Ciascun autore presente in Galleria nella celebrazione del corpo implicita nella scultura, dall’antichità a Canova, fa “girare” un tessuto di marmo, o quale che sia la pietra, attorno a un corpo, maschile o femminile che sia; ciascuno plasma la nudità del corpo scolpendo pieghe di vesti o di qualsivoglia panno, ciascuno sa sedurre l’osservatore, ciascuno sa fare “craquer les hommes”, cosa cui Alaïa svela di aspirare con l’effetto dei suoi abiti indossati dal suo mito femminile: schiantare gli uomini.
La “scultura soffice” di un creatore di abiti, accende quindi l’attenzione su come ogni poetica di scultore barocco e post barocco contorca lo sguardo dell’osservatore con la propria novità e il proprio effetto, lo ribalti e lo evolva in seduzione tramite l’individuale maniera dei dettagli stilistici, come i personali modi di rilevare in riccioli la capigliatura, o di piegare le vesti, o contrastarle con le carni, o esaltare la curva delle reni, la pressione di una mano sulla carne, la plastica dei glutei. Questa mostra è generata dal rapporto tra Alaïa e la Galleria Borghese. Ma questo rapporto rivela anche molto della tecnica creativa del maestro. Infatti anche nella Galleria Borghese, un museo e quindi obbligatoriamente luogo di oggetti statici, Alaïa non toglie lo sguardo dalle figure vive.
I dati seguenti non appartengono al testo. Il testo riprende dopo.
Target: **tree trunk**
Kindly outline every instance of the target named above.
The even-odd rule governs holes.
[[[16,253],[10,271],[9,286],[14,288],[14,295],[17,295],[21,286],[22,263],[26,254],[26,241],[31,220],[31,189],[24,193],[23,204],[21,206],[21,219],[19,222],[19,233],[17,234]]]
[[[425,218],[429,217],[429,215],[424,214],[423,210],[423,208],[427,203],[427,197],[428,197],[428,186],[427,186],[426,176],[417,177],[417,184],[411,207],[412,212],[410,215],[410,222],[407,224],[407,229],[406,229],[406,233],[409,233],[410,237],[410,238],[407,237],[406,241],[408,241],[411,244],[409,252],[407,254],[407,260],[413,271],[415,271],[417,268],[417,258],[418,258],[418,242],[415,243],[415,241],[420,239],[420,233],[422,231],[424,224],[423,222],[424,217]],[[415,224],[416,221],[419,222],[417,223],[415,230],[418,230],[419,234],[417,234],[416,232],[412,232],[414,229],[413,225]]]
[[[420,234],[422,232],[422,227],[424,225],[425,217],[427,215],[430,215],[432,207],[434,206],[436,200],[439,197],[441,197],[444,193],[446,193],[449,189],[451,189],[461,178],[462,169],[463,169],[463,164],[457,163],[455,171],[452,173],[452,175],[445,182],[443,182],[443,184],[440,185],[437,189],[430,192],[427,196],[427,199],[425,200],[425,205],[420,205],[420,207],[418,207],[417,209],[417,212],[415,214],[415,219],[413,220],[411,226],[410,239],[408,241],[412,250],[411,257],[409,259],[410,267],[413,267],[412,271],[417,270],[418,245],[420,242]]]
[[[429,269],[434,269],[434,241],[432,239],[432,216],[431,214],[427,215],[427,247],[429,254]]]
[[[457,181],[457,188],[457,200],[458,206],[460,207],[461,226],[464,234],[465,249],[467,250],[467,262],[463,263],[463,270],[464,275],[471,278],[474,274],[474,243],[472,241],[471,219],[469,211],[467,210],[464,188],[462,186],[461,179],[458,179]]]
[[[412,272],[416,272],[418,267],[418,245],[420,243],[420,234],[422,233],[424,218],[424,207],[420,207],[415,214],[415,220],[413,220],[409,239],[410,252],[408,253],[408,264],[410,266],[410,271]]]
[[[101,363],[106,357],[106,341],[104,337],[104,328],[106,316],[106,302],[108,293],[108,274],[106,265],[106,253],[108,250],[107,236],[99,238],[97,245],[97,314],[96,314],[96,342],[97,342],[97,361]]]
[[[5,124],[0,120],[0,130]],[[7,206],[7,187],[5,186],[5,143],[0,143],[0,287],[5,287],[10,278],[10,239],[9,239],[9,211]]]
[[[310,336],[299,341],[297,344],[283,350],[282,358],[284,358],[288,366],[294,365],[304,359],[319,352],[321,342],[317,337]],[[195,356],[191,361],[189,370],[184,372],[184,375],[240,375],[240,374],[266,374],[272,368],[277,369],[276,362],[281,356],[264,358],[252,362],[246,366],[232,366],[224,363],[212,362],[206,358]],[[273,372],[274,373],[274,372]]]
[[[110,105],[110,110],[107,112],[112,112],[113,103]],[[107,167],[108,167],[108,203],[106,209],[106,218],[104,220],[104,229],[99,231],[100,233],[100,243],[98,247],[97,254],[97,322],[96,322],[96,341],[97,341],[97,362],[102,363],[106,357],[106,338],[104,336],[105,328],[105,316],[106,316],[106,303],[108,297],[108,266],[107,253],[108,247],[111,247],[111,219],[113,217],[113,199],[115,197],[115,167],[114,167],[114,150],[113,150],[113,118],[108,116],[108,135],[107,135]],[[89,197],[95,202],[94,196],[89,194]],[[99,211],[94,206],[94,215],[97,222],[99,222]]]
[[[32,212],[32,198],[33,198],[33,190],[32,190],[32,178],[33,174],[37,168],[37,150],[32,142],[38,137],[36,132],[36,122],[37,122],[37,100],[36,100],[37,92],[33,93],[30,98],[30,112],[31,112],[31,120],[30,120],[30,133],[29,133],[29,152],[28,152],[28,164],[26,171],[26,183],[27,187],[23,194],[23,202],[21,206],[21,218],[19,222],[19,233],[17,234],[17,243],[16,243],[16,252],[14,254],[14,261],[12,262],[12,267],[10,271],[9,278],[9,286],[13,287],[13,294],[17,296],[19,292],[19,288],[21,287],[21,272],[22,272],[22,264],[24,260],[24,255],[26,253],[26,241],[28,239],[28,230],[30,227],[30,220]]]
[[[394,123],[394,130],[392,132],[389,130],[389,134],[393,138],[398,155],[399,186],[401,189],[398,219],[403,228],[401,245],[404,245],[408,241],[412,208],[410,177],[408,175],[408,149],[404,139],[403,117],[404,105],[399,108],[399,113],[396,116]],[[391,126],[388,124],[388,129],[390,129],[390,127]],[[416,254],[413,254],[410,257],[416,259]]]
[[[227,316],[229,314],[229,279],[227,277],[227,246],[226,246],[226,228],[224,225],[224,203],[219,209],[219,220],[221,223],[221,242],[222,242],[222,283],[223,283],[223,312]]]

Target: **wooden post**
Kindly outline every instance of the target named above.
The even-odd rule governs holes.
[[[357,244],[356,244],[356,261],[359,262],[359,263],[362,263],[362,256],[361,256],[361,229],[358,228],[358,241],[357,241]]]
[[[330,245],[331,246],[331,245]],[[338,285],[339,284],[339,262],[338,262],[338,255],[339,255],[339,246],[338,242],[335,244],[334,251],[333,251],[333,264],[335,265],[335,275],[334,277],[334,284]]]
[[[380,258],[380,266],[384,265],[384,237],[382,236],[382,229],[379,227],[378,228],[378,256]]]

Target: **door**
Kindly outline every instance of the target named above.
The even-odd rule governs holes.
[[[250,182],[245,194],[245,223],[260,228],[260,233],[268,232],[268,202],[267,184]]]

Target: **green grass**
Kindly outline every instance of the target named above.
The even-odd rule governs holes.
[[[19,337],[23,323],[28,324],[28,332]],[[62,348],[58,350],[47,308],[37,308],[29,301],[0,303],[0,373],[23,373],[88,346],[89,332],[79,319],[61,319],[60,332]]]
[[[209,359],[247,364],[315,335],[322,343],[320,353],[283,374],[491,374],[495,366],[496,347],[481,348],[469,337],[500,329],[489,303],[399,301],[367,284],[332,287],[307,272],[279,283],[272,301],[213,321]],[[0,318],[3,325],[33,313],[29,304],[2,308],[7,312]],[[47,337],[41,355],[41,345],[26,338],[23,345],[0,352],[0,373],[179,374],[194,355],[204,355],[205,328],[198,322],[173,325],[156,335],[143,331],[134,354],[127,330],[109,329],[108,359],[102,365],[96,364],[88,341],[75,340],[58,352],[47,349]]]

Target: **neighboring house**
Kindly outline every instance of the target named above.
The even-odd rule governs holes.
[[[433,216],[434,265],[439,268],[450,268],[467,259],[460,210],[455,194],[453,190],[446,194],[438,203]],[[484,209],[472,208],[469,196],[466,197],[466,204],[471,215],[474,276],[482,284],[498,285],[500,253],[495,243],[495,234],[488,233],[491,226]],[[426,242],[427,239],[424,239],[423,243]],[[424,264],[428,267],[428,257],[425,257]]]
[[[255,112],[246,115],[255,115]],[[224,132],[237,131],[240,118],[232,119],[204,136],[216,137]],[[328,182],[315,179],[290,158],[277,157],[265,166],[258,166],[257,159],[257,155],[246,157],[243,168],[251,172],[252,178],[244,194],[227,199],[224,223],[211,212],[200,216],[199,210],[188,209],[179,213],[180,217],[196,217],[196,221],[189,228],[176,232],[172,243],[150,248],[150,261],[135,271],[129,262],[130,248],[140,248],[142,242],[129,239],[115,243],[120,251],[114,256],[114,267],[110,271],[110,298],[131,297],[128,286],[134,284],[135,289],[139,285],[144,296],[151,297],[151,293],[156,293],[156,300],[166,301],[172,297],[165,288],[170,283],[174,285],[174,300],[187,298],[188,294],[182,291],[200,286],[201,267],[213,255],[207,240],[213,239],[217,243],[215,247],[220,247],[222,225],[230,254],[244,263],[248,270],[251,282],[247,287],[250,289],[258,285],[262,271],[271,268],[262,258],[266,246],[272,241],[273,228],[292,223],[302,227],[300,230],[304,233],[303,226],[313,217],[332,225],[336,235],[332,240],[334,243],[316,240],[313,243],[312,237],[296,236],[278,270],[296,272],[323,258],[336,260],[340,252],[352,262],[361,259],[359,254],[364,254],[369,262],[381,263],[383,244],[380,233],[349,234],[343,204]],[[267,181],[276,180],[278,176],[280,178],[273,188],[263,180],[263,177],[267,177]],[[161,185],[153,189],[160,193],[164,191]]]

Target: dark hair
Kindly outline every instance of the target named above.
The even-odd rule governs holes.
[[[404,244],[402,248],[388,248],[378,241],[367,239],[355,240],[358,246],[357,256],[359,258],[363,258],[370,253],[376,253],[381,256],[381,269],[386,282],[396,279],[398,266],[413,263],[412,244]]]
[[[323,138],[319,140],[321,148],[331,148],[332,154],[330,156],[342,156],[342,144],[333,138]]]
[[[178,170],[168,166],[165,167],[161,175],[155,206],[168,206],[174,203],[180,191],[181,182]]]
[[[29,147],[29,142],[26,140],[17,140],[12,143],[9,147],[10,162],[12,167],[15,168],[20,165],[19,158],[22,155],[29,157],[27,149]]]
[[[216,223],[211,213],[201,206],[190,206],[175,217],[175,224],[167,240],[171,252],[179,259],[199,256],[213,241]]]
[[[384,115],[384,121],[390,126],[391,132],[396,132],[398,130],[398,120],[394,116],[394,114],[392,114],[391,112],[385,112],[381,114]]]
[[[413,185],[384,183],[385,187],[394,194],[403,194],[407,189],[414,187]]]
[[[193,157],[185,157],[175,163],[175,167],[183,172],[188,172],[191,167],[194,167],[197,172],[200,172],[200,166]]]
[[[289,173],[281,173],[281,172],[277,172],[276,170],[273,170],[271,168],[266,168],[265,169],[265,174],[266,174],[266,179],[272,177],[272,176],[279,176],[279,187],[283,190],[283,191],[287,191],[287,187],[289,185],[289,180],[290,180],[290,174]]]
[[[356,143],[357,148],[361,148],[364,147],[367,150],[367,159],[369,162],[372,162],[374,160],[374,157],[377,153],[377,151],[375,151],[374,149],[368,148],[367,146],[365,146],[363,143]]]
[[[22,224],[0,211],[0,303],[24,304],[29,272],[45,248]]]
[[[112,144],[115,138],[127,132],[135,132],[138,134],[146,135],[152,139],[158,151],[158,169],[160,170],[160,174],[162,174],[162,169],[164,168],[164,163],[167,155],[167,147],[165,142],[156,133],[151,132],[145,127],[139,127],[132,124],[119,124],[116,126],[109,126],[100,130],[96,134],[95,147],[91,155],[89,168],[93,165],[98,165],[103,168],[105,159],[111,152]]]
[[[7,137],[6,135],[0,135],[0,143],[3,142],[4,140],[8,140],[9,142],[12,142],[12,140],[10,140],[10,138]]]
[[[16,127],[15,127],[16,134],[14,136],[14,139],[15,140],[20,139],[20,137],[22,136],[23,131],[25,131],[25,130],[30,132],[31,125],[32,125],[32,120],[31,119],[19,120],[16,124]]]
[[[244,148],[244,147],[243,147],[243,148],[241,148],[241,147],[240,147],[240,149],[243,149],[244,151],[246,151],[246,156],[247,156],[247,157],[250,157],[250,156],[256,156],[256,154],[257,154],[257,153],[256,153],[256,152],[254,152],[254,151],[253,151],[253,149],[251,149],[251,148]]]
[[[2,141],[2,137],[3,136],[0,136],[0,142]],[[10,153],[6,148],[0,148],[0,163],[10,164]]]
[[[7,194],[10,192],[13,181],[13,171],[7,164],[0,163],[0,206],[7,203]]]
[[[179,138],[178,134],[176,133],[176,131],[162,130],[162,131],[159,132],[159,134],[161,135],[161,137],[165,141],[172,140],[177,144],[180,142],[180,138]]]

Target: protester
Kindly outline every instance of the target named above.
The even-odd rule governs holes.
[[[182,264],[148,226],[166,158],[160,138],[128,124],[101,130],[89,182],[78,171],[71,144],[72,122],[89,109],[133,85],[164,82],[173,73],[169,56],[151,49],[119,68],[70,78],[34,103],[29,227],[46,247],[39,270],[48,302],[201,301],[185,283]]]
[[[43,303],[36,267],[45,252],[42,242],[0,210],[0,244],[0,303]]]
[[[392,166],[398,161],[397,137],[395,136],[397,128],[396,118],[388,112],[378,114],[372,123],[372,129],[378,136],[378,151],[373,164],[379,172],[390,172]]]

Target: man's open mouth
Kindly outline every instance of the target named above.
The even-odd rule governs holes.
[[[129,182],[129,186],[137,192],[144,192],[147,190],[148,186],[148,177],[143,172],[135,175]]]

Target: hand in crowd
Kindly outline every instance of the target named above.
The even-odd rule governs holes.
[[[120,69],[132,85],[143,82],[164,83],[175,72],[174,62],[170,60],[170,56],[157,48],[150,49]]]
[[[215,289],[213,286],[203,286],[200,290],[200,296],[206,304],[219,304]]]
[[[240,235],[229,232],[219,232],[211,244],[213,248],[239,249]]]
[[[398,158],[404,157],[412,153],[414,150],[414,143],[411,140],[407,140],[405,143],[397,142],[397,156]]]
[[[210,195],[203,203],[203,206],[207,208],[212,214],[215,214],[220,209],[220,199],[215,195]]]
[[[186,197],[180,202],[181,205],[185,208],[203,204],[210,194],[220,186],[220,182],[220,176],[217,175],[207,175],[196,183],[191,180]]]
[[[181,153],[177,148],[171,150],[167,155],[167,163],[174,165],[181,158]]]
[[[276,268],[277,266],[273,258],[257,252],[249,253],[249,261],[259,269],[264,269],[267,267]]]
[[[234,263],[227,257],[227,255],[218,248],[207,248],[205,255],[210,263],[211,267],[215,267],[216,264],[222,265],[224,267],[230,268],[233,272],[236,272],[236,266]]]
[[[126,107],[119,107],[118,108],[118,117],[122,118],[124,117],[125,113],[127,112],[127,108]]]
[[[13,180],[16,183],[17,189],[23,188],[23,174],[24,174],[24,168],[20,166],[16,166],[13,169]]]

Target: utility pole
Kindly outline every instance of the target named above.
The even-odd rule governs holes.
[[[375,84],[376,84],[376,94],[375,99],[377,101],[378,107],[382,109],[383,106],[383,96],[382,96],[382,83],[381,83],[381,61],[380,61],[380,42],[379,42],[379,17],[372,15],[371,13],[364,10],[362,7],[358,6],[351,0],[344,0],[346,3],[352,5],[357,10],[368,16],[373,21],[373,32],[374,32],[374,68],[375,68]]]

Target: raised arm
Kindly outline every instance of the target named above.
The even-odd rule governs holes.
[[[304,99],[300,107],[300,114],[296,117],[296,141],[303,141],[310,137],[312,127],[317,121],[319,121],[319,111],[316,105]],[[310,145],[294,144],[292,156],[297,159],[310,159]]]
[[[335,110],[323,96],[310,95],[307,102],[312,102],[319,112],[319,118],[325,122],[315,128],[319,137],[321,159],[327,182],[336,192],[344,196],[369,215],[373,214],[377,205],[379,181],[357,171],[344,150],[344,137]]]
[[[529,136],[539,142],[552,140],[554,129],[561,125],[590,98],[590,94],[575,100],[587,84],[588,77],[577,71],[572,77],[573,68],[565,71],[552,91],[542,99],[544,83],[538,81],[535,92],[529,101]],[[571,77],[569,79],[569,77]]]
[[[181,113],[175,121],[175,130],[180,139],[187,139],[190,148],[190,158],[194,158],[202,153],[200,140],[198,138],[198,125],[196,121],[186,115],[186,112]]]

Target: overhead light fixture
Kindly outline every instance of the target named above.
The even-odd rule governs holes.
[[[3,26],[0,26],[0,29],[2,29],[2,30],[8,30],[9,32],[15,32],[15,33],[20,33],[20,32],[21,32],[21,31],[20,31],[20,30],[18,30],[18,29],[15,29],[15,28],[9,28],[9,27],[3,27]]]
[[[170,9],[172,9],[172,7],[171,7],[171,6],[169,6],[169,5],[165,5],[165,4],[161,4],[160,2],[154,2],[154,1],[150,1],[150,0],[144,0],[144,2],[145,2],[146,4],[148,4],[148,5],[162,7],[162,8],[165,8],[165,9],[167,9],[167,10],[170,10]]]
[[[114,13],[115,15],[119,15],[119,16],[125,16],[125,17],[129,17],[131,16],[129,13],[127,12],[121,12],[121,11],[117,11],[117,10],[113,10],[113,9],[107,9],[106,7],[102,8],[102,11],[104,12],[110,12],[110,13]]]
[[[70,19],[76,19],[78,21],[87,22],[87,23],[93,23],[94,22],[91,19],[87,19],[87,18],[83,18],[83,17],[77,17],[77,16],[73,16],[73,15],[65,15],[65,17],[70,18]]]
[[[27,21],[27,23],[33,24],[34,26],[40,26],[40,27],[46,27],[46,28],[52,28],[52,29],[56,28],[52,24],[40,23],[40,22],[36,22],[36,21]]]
Pertanto risulta difficile capire in quale momento abbia così attentamente osservato e assimilato le sculture esposte, i dipinti, i colori e le luci di ogni sala, il carattere individuale di ogni loro spazio, perché i suoi occhi non lasciano mai la preda umana.
Infatti, lo sguardo di Alaïa, vivace, fulminante, instancabilmente inventivo, sembra non spostarsi mai dal corpo e dalla immaginazione della donna reale, come se non smettesse di ricercarne la seduzione e modellarne la sembianza in idolo. Anche l’effetto della Galleria, dei suoi spazi e della sua scultura, si è trasformato in invenzione seduttiva, in esaltazione della donna e nell’immaginazione di plasmare al suo corpo tutte le risorse del materiale, che sia tradizionale o sperimentale, nobile o modesto, questa volta stimolato dai colori e dalle materie del museo.
Della Galleria ha percepito l’esorbitanza di scultura come una mitizzazione del corpo e l’arte scultorea come un modo progressivo nel tempo di scoprire il corpo, di liberarlo dall’ombra, un modo altrettanto sovversivo di quel lavoro di seconda pelle del corpo che per lui è l’abito. Questo il processo che ha determinato la scelta dei modelli esposti e l’invenzione di quelli specialmente eseguiti per la mostra.
L’estro di Alaïa nel modificare corpi e profili col suo gioco di taglio configura, qui, un contrasto di forbici contro scalpello.
Non c’è da aggiungere altro al contrasto che – tra gli abiti di Alaïa e le innumerevoli sculture esposte nella collezione – nella Galleria è giocato al meglio.